He was taking everything for granted, and Magdalen gasped for breath as she put up both hands to thrust him aside, for she felt as if she were smothering with him so near to her.

“Sit down, Frank,” she said, “sit there by the window,” and she pointed to a seat so far from her that more kisses were out of the question.

Something in her tone startled him, and he sat where she bade him sit and then listened breathlessly while she went over the whole ground carefully, and at last, as gently as possible, for she would not unnecessarily wound him, told him she could not be his wife.

“I decided that before I knew Roger had the will,” she said, “and I sent for you to tell you so on that dreadful day when so much happened here.
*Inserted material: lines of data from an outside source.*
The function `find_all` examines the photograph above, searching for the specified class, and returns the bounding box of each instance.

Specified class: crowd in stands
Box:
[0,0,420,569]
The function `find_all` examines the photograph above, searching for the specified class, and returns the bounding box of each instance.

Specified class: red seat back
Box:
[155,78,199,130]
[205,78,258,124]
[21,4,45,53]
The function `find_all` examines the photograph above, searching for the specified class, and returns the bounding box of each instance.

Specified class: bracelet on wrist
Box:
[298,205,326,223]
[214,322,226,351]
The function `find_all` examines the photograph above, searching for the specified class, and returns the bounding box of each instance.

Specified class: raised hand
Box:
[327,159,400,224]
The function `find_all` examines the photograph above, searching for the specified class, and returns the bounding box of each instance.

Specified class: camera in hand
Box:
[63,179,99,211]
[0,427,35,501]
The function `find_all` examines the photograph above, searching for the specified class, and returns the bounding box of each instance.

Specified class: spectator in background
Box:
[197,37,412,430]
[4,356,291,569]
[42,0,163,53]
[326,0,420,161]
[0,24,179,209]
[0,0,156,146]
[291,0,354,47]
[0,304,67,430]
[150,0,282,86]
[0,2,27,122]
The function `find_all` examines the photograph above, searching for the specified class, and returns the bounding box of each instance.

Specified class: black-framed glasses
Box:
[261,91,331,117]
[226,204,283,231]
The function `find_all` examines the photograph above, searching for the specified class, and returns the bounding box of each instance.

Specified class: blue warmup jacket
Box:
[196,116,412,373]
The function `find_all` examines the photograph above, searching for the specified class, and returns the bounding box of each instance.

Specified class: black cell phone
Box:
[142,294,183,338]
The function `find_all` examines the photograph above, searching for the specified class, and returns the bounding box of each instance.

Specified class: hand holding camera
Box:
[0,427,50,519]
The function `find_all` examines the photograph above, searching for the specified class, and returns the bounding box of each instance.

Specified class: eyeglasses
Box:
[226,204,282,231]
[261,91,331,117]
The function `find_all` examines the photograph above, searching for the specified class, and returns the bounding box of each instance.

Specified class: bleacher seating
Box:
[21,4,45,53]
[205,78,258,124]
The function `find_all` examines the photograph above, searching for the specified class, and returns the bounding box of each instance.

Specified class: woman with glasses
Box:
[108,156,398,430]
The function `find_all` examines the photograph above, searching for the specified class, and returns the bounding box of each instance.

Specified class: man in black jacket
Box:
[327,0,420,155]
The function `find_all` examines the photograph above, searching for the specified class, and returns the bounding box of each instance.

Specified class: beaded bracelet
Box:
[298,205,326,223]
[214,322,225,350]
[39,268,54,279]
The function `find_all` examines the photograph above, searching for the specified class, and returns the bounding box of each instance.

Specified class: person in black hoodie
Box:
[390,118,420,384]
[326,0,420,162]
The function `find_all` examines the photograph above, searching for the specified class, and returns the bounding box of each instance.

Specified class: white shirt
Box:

I like you, Frank, and I know you have been very kind to me, but I cannot be your wife; I do not love you well enough for that.”

It was in vain that Frank begged her to consider, to take time to think. She surely did not know what she was doing when she refused him; and he thought of Bell Burleigh and all the flattery he had received in Springfield, and wished Magdalen could know how highly some people esteemed him.

Magdalen understood him in part, and smiled a little derisively as she replied: “I know well what I am doing, Frank; I am refusing one who, the world would say, was far above me,—a poor girl, with neither home, nor friends, nor name.”

“What, then, do you propose to do?” Frank asked, “if, as you say, you are without home or friends.”

“I don’t know. Oh, I don’t know. Some way will be provided,” Magdalen answered sadly, her heart going out in a longing cry after Roger.

As if divining the thought, and feeling jealous and angry on account of it, Frank continued:

“You surely would not go to Schodick now. Even your love for Roger would not allow you to do so unmaidenly a thing as that.”